So, I’m just getting started with Blender after a long and painful career with Maya. I’ve got some old habits that are dying hard.
For example, is there a way in blender to select a vertex and snap it to another quickly and easily? I’ve tried selecting my destination vertext, Shift+S, snap cursor to selection, select target vertex, Shift+S, Snap to Cursor. The unfortunate side effect of this operation is that while the vertex behaves as though it’s merged while I’m moving it around, a simple numeric translation later it’s devorced from the destination vertex.
The other thing I tried for the above is -> Select destination vertex, Shift+S, Snap Cursor to Selection, Holding Shift - Select Target Vertex, Alt+M, At Cursor. This seems to work, but it’s still an awful lot of menu work for something I could do in Maya with -> Hold down V, drag vertex to destination, lasso both vertices, Merge Vertices.
Is there a way to lasso a group of vertices that are very close together, to merge them? Alt+M works well enough when I want to merge the ones I’ve got selected, but to use it I have to pick each vertex individually. Sometimes, they end up too close together for convenient independant selection. If I’m using the “Merge at cursor” option above, this isn’t as much of an issue, but still can be a bummer.
Any hints to help me either satiate or cure my old Maya habits?

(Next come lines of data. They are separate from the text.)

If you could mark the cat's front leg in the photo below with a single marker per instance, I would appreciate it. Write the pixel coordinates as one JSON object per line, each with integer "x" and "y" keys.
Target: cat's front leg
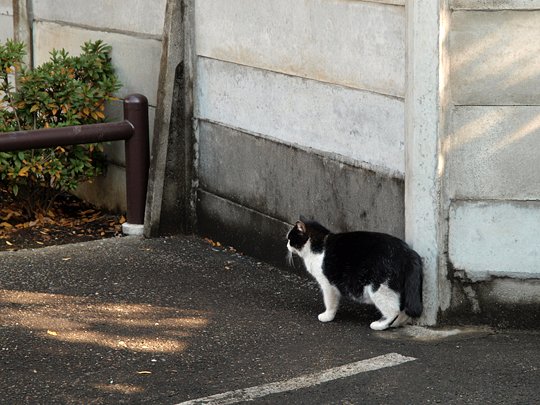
{"x": 331, "y": 296}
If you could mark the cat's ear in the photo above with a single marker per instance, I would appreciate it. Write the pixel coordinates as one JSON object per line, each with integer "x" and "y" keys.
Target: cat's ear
{"x": 300, "y": 226}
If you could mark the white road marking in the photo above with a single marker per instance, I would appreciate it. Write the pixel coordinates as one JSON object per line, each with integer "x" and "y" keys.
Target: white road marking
{"x": 305, "y": 381}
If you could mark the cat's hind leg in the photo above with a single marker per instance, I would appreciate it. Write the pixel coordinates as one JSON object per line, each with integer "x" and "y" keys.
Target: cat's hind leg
{"x": 331, "y": 297}
{"x": 387, "y": 302}
{"x": 401, "y": 320}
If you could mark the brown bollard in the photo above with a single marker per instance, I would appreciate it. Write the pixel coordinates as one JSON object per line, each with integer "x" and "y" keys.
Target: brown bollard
{"x": 137, "y": 149}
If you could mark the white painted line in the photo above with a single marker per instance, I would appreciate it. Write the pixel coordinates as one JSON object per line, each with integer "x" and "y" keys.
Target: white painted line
{"x": 305, "y": 381}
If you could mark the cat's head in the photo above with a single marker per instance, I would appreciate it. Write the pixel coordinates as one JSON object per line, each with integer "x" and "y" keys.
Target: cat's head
{"x": 306, "y": 235}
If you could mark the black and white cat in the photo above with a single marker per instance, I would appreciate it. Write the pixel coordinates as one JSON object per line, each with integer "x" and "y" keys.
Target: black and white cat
{"x": 369, "y": 267}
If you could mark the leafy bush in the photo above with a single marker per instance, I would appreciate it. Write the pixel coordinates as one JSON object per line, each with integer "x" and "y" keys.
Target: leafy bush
{"x": 66, "y": 90}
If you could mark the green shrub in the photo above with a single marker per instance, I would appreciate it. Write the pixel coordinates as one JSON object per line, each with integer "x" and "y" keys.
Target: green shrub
{"x": 66, "y": 90}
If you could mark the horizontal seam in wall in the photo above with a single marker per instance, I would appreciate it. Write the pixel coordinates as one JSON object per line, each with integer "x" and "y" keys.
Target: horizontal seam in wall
{"x": 496, "y": 105}
{"x": 327, "y": 83}
{"x": 494, "y": 10}
{"x": 384, "y": 3}
{"x": 324, "y": 155}
{"x": 494, "y": 200}
{"x": 138, "y": 35}
{"x": 241, "y": 205}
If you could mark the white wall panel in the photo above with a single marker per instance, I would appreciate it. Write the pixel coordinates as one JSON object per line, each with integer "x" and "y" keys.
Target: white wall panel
{"x": 361, "y": 126}
{"x": 495, "y": 58}
{"x": 495, "y": 238}
{"x": 353, "y": 43}
{"x": 141, "y": 16}
{"x": 493, "y": 153}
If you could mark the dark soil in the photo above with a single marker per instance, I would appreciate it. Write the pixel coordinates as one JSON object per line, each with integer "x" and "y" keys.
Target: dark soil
{"x": 70, "y": 220}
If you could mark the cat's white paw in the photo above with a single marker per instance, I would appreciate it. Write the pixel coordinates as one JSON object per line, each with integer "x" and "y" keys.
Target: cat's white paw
{"x": 326, "y": 317}
{"x": 379, "y": 325}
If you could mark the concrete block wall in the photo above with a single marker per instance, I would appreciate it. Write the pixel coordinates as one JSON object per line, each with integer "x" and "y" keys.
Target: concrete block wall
{"x": 134, "y": 30}
{"x": 492, "y": 182}
{"x": 6, "y": 20}
{"x": 300, "y": 109}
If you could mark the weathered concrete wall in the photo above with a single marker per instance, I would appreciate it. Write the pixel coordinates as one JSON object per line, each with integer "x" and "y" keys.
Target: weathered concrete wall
{"x": 134, "y": 30}
{"x": 301, "y": 111}
{"x": 492, "y": 186}
{"x": 6, "y": 20}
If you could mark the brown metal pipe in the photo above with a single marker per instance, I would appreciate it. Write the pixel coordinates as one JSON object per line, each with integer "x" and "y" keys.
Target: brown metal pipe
{"x": 134, "y": 130}
{"x": 137, "y": 157}
{"x": 52, "y": 137}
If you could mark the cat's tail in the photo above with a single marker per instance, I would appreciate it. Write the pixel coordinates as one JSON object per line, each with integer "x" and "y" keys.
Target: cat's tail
{"x": 412, "y": 297}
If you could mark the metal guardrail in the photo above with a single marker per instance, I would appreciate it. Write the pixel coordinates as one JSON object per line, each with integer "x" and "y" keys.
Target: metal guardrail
{"x": 133, "y": 130}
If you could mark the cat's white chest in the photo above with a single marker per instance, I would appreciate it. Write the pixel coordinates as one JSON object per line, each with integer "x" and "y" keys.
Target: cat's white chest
{"x": 313, "y": 263}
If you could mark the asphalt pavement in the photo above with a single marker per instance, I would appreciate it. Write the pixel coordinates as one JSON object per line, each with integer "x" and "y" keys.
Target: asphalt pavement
{"x": 177, "y": 320}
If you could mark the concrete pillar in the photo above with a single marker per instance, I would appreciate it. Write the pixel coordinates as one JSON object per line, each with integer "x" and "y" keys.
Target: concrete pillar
{"x": 424, "y": 168}
{"x": 170, "y": 201}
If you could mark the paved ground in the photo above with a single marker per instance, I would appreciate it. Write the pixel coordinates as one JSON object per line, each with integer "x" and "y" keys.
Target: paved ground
{"x": 165, "y": 321}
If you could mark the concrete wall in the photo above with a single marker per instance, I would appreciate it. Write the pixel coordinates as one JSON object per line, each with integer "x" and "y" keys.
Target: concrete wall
{"x": 492, "y": 186}
{"x": 134, "y": 30}
{"x": 301, "y": 111}
{"x": 6, "y": 20}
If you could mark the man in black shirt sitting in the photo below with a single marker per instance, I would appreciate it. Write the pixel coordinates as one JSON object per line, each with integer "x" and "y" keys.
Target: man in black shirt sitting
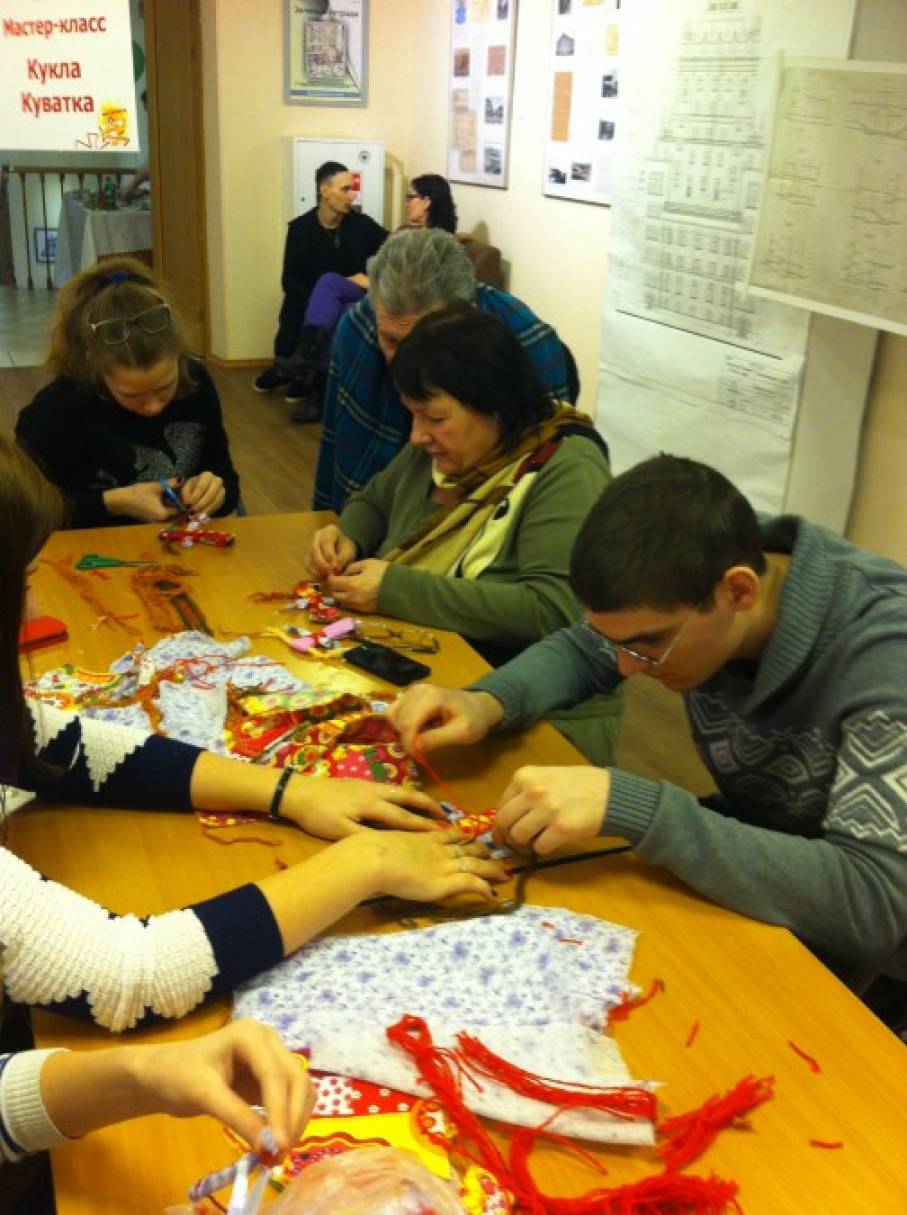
{"x": 330, "y": 237}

Well, I do believe that you have covered all the bases; so I would say NO, there isn’t an easier way, but I read somewhere that version 2.42 will have new merging tools (something like “merge at first selected”, “merge at last selected”, etc)
Hmm, alright. I think with a little more use, the whole set cursor, merge to cursor thing will probably become rote.
How about the selecting whole areas of vertices, using a lasso or dragging a box around them? Possible?
I found the “B” hotkey for selecting faces whose borders can be found within just such a dragged bounding box. Is there something similar for vertices?